La joven apretó las manos formando puños.

—¡No! —repitió ferozmente—. No permitiré que me hagas eso.

Peeta observó su rostro lívido y su cuerpo tenso, preparado como si estuviera dispuesta a huir en medio de la noche, y una expresión divertida arqueó sus labios.

—Pequeña, debes de pensar que estoy mucho más fuerte de lo que me siento —se burló arrastrando las palabras—. Es totalmente imposible que yo pueda hacerte lo que estás pensando.

Katniss no se relajó.

—Entonces, ¿por qué quieres que me quite la ropa?

—Porque no seré capaz de permanecer despierto durante mucho más tiempo, y no quiero que te escabullas mientras duermo. No creo que puedas marcharte sin tu ropa.

—No voy a intentar huir —le aseguró desesperadamente.

—Sería peligroso para ti intentar marcharte sola —continuó—. Así que me aseguraré de que no caigas en la tentación.

Katniss ni siquiera era capaz de imaginarse quitándose la ropa delante de él; su mente se horrorizó ante tal idea.

—¿No puedes atarme? Tienes una cuerda.

Él suspiró.

—Es evidente que no sabes lo condenadamente incómodo que es estar atado. No podrás descansar si lo hago.

—No me importa. Prefiero...

—Katniss, quítate la ropa. Ahora. —Su voz reflejaba una clara advertencia.

La joven empezó a temblar, pero sacudió la cabeza obstinadamente.

—No.

—La única alternativa que tengo es dispararte y no quiero hacerlo.

—No me matarás —afirmó ella, intentando sonar más segura de lo que se sentía—. Al menos, no todavía. Aún me necesitas.

—Yo no he hablado en ningún momento de matarte. Tengo muy buena puntería y puedo meterte una bala en cualquier lugar que elija. ¿Dónde la prefieres, en la pierna o en el hombro?
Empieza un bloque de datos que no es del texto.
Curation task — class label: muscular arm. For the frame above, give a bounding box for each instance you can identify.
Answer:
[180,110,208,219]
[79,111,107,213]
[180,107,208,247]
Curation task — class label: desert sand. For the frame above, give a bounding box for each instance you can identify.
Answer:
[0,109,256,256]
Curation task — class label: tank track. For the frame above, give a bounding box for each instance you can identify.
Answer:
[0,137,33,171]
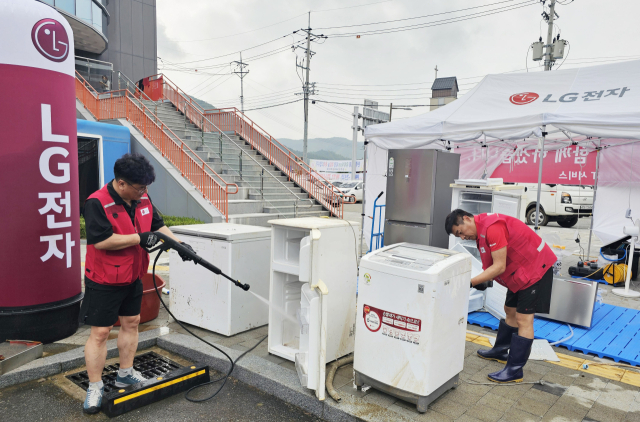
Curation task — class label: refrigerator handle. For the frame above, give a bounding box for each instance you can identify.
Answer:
[311,279,329,401]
Él no lo haría. Katniss se dijo a sí misma que no lo haría, que la necesitaba en plenas facultades para poder cuidarlo, pero no había ni una sola sombra de duda en el rostro masculino, y su mano permanecía firme como una roca sujetando el arma.
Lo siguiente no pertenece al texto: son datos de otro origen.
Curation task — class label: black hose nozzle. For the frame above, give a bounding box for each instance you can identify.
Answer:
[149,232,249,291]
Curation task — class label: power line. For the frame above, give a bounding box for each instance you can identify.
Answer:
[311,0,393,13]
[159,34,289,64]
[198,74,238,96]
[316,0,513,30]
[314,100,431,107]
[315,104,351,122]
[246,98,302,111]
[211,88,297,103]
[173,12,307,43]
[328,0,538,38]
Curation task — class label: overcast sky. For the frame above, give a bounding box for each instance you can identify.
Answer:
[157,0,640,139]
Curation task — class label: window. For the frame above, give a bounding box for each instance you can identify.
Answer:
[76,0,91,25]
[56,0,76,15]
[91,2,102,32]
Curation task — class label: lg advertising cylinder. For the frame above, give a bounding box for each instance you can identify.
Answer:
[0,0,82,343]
Reticente, Katniss le dio la espalda y empezó a desabrocharse la blusa con dedos temblorosos. La luz del fuego brilló sobre sus hombros suaves como la seda cuando se la quitó y la dejó caer al suelo. Mantenía la cabeza inclinada hacia delante, revelando el delicado surco de su nuca. Peeta sintió el repentino impulso de acercar sus labios a ella, de envolverla con sus brazos y estrecharla contra él. Había tenido que empujarla hasta el límite de su resistencia durante todo el día, igual que había hecho la noche anterior, a pesar de que podía ver cómo se hundían sus ojos a causa de la fatiga. Aun así, ella se las había arreglado, encontrando, de alguna forma, la suficiente fuerza en su esbelto cuer­po para hacer las cosas que le había exigido. Había luchado contra su miedo natural hacia él y se había esforzado al máximo para curarlo, y, sin embargo, ahora se lo pagaba humillándola y aterrorizándola. Pero no se atrevía a bajar la guardia. Tenía que asegurarse de que no intentara huir, por el bien de ella y por el suyo propio.